PCI Express over Fiber [video]

The demo
A YouTube video making the rounds on Hacker News shows a working demo of PCI Express traversing optical fiber. The clip walks through hardware, link bring-up and a live transfer — the sort of thing that makes hardware folks grin. It has been reported that the setup uses optical transceivers and custom adapter electronics to carry PCIe lanes across fiber, but the author stops short of calling it a finished product.
Why people care
Why would anyone want PCIe over fiber? Distance, separation and disaggregation. Fiber removes the physical limits of copper traces and short cables, letting GPUs, NVMe arrays or accelerators sit in different racks — or even different rooms — without rewriting drivers or applications. This taps directly into the industry trend toward disaggregated systems and composable infrastructure. Imagine pulling a GPU from a shelf in one rack and attaching it to a host miles away. Tempting, right?
The catch
This is clearly a demo and not a turnkey solution.
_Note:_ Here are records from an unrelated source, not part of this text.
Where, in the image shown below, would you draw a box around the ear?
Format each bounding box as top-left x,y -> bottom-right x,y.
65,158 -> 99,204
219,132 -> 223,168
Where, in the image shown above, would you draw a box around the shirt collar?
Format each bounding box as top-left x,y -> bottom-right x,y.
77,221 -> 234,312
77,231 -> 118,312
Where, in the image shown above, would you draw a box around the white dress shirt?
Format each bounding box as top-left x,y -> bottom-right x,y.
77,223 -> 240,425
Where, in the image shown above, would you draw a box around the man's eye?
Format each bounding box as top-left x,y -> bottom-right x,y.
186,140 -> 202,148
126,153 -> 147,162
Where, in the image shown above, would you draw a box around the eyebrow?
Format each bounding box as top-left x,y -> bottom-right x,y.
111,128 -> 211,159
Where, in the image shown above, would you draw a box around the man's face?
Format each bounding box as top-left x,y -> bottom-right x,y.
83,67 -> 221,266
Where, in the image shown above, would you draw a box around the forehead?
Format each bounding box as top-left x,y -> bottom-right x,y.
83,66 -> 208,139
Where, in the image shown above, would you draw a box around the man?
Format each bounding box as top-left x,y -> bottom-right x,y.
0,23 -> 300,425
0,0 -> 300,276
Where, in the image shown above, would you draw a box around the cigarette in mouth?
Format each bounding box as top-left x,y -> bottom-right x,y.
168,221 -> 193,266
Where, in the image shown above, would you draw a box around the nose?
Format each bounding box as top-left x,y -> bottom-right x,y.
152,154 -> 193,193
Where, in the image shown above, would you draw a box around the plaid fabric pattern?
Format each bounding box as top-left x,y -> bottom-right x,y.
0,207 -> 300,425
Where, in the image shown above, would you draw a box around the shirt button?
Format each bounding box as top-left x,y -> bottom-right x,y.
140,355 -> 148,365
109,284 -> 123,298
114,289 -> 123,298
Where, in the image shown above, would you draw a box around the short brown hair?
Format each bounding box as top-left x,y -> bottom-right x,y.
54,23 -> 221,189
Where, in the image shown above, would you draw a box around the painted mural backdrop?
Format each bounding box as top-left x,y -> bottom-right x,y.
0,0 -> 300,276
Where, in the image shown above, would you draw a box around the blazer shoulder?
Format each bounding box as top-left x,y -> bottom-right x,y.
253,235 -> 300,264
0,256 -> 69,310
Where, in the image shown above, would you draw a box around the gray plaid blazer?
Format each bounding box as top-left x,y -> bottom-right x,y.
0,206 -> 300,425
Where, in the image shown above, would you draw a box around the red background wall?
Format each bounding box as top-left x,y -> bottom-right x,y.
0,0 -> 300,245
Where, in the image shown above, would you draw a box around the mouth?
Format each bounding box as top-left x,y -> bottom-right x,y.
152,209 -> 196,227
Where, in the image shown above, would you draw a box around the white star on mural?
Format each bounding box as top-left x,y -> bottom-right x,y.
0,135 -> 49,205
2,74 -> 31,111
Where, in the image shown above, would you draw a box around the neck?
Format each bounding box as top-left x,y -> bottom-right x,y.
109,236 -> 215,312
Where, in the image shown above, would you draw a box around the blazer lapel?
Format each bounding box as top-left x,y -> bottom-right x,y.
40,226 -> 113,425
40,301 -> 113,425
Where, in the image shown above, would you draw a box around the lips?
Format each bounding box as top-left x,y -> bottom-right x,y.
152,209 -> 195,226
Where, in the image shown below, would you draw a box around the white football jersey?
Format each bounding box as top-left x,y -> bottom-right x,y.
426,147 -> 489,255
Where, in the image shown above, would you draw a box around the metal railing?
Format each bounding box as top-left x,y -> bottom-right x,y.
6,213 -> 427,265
Performance and reliability numbers shown in the video are interesting, but they should be taken with a grain of salt — it has been reported that latency and error behavior vary with the components used, and some claims remain unverified. Still, the emotional high point is plain: seeing a PCIe link come to life over fiber feels like a small rebellion against distance.
Bottom line
If you like hardware tinkering, systems architecture or just clever hacks, the video is worth a watch (https://www.youtube.com/watch?v=XaDa9bBucEI). It’s a peek at what the next wave of data-center plumbing might look like — experimental, a little rough around the edges, and full of promise. Allegedly, the next step is polishing this into something that customers could actually deploy.